Mal-Mo-E: The Secret Mission is a 2019 South Korean historical comedy-drama film written and directed by Eom Yu-na. It was released on January 9, 2019. The title refers to an old Korean dialect word which roughly translates to "collecting vocabularies."

==Synopsis==
Imprisoned several times during the 1940s, when Korea was under Japanese occupation, Kim Pan-Soo is illiterate and does not know how to read or write Korean Hangul or any other language. The teaching of Korean in the schools is banned by the Imperial Japanese government. He meets a representative of the Korean Language Society and joins forces to publish a dictionary of the Korean language. The story is a fictional treatment of both the work of the Korean Language Society and the 1942 Korean Language Society Incident.

== Historical context ==
The film is based on historical events in Korea during the late 1930s to 1940s. When Korea was under Japanese Imperial rule, the Korean language was "demoted" in status and significance and eventually outright banned in 1938 in favor of the Japanese language. The characters were based on the real-life scholars and members of the Korean Language Society who continued working on the dictionary even after the ban was enforced. In 1942, more than thirty of the group were arrested and imprisoned by the Japanese and two died in prison. The Korean Language Society did not resume activities until Korea re-gained independence after Japan surrendered to the Allies in 1945.

== Reception ==
The film debuted on top of the South Korean box office, where it earned $8.96 million from 1.19 million admissions between Wednesday and Sunday.

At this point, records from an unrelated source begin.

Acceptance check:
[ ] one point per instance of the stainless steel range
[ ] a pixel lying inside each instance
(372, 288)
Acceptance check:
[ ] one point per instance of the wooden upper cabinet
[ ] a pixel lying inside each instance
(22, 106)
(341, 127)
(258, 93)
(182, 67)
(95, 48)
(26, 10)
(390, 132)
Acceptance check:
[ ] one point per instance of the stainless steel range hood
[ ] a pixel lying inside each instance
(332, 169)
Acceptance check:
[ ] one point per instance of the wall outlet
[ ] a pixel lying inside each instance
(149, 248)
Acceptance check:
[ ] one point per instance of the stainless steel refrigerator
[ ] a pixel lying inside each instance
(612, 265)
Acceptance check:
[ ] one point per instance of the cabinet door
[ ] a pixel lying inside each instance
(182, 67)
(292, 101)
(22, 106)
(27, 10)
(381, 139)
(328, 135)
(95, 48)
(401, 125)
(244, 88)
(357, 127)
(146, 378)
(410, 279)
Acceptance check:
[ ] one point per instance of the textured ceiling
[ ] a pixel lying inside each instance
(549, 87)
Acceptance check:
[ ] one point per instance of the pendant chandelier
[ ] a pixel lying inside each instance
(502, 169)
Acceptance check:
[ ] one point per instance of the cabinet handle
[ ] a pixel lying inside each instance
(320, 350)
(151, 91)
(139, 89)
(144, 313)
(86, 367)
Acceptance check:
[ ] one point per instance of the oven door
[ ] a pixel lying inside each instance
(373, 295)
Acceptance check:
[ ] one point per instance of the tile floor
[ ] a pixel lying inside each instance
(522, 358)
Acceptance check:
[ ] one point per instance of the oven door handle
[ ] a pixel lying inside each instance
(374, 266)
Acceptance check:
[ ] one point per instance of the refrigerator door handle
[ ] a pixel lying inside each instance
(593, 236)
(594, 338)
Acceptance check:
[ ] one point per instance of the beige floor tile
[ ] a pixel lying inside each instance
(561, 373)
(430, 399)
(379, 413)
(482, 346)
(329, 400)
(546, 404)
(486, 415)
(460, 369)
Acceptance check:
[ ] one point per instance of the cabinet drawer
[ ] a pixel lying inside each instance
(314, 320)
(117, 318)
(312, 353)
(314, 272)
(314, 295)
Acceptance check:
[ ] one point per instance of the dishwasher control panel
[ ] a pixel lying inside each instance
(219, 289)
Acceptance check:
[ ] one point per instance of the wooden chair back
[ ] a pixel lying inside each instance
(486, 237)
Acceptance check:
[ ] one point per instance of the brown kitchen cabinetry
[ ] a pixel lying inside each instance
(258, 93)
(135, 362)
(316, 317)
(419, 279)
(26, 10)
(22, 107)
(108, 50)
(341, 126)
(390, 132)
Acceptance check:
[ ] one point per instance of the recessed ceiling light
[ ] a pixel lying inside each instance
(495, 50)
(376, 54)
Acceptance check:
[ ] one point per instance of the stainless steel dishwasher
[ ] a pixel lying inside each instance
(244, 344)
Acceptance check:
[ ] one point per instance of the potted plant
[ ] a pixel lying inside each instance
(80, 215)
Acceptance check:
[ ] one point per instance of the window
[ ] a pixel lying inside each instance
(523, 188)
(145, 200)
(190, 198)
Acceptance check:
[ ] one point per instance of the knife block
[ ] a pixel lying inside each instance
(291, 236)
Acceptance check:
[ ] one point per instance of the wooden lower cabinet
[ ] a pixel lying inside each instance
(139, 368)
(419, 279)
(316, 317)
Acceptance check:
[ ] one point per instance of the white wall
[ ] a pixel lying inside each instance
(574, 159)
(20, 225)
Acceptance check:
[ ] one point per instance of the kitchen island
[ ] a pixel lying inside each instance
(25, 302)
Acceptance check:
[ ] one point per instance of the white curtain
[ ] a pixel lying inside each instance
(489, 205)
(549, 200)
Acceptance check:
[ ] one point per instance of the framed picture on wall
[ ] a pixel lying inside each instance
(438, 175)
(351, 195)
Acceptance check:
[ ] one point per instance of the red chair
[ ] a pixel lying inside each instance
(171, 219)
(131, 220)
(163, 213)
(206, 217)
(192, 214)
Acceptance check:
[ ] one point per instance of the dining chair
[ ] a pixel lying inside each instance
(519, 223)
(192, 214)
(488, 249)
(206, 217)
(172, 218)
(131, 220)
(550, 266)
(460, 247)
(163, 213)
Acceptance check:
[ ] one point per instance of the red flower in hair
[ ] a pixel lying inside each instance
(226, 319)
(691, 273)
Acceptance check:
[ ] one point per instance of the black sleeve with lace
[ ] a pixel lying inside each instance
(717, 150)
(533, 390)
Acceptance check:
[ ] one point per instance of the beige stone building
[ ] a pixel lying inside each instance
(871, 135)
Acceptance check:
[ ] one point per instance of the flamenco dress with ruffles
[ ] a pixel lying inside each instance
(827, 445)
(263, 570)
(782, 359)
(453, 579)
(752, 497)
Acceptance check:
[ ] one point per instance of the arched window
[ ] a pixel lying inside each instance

Local reviews of the film were largely positive, with South Korean English-language newspaper The Korea Times commending the film for being able to tell "the same old story of these historical figures....but in a fashionable way".

== Movie Information ==

- On December 18, 2018, at the entrance of Lotte Cinema Konkuk University, the press preview of <Malmoi> was attended by director Eom Yu-na and the two main actors Yoo Hae-jin and Yoon Kye-sang.
- Mal-Mo-E, which was released on January 9, 2019 (Wednesday), was screened 4,853 times on 1077 screens on the opening day, and attracted 122,458 audiences. By the 13th (Sunday), the first weekend, 1.18 million viewers were received. The final theater audience is 2.8 million.